Traveling to Spain
A safe trip abroad
The Department of State has prepared some useful tips for enjoying a safe trip abroad. This includes Country Specific Information on virtually every country in the world, Travel Alerts and Travel Warnings.
(Please, see also Warden Messages page.)
Entry for tourism / business
American citizens can enter Spain or Andorra visa-free for periods of up to three months. Spanish government regulations may require a return or on-going ticket or proof of funds. Should an American citizen wish to remain longer than ninety days, you will be required to obtain an extension of stay from Spanish immigration authorities. This extension, of no more than ninety days, must be requested at a police station at least three weeks before the initial entry period expires. It is only granted under exceptional circumstances. By law, foreigners who have overstayed their permitted time will not be allowed to leave Spain without first obtaining an exit permit from the Directorate of Security of the State in Madrid or from the local police in another city. A fine, commensurate with the time overstayed, may be charged.
Check the expiration date on your passport carefully before traveling to Europe. Entry into any of the 26 European countries in the Schengen area for short-term tourism, a business trip, or in transit to a non-Schengen destination, requires that your passport be valid for at least three months beyond your intended date of departure. If your passport does not meet the Schengen requirements, you may be refused boarding by the airline at your point of origin or while transferring planes. You could also be denied entry when you arrive in the Schengen area. For this reason, we recommend that your passport have at least six months’ validity remaining whenever you travel abroad. For more information, please see the State Department’s Schengen FAQ page.
Should you be considering a stay in Spain longer than three months you should inquire with the Spanish embassy or consulate near your place of residence outside of Spain prior to entry.
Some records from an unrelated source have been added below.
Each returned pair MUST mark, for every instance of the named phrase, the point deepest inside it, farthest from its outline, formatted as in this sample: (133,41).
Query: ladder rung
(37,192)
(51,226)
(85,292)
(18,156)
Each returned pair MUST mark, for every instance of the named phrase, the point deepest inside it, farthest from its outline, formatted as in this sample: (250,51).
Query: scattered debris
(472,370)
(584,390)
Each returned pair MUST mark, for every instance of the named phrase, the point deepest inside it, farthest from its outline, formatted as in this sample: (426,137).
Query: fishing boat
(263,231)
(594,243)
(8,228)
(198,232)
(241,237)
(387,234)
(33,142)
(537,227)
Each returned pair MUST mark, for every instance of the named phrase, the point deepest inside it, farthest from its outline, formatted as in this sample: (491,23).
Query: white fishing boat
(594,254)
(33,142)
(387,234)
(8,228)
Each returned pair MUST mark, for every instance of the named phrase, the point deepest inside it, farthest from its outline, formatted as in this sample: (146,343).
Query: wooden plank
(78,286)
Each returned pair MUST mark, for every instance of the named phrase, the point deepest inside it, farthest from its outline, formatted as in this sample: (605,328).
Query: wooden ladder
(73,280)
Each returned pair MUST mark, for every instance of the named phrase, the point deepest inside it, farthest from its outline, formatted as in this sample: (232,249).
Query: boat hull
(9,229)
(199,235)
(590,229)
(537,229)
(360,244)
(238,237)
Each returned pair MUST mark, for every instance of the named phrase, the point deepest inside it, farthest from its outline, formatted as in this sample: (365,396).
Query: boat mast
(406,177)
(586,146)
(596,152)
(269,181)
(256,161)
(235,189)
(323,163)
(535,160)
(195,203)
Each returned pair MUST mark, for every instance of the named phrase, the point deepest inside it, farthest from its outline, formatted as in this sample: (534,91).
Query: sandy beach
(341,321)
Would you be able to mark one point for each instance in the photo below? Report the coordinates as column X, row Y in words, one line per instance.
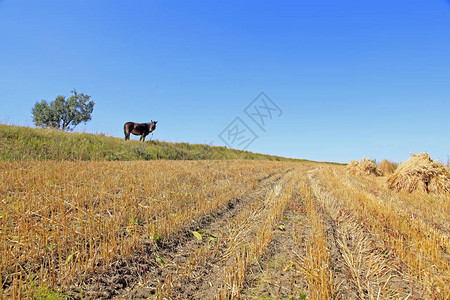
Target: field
column 216, row 230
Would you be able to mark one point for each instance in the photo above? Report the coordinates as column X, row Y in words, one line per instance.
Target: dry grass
column 417, row 249
column 365, row 167
column 386, row 167
column 356, row 237
column 62, row 220
column 420, row 173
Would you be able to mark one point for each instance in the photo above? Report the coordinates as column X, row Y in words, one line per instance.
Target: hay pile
column 420, row 173
column 386, row 167
column 364, row 167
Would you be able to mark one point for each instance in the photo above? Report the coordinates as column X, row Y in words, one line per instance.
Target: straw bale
column 386, row 167
column 420, row 173
column 364, row 167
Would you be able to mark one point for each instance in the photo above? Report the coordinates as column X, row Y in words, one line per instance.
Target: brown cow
column 142, row 129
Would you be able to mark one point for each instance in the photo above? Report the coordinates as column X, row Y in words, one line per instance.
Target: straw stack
column 420, row 173
column 364, row 167
column 386, row 167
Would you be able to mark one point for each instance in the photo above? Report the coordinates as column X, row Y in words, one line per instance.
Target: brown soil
column 169, row 266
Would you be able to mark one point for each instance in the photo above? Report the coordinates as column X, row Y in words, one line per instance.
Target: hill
column 24, row 143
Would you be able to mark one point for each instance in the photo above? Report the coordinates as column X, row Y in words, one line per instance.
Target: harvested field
column 217, row 230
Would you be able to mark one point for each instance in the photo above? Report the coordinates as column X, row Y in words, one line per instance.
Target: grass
column 23, row 143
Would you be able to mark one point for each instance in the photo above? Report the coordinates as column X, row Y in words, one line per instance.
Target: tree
column 63, row 114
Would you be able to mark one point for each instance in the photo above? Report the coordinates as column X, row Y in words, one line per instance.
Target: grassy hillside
column 23, row 143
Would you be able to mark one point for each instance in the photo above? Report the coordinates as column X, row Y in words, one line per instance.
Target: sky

You may also write directly to the Spanish National Police at Calle Moratin, 43, 28014 Madrid; or check the Spanish Ministry of Interior’s website.
Residency and work permits
American citizens wanting to study, reside, or work in Spain must obtain the appropriate visa from the Spanish Embassy or Consulate in their state/country of last residence. After the visa has been issued, foreigners have three months to apply for the corresponding permit with the Spanish authorities in Spain. Obtaining a residence or work permit is a complicated process; since regulations change continually, we suggest that you check the Ministry of Interior’s website, or call the Ministry of Interior, within Spain, toll-free at 060. The Ministry of Foreign Affairs also manages a website.
Driving in Spain
U.S. citizens visiting Spain who want to drive in Spain must obtain an international driving permit prior to their arrival in Spain. An international driving permit (IDP) translates your state-issued driver’s license into 10 languages so you can show it to officials in foreign countries to help them interpret your driver’s license. The IDP is not valid by itself and must be carried with your driver’s license. Click the following link for more information on driving overseas.
U.S. citizens who are residents of Spain must obtain a valid Spanish driver’s license. At this time, there is no agreement between the United States and Spain for the validation of a U.S. driver’s license; therefore, holders of a U.S. license must attend a Spanish driving school and take the Spanish exam. You can find more information on the Spanish Traffic Authority website.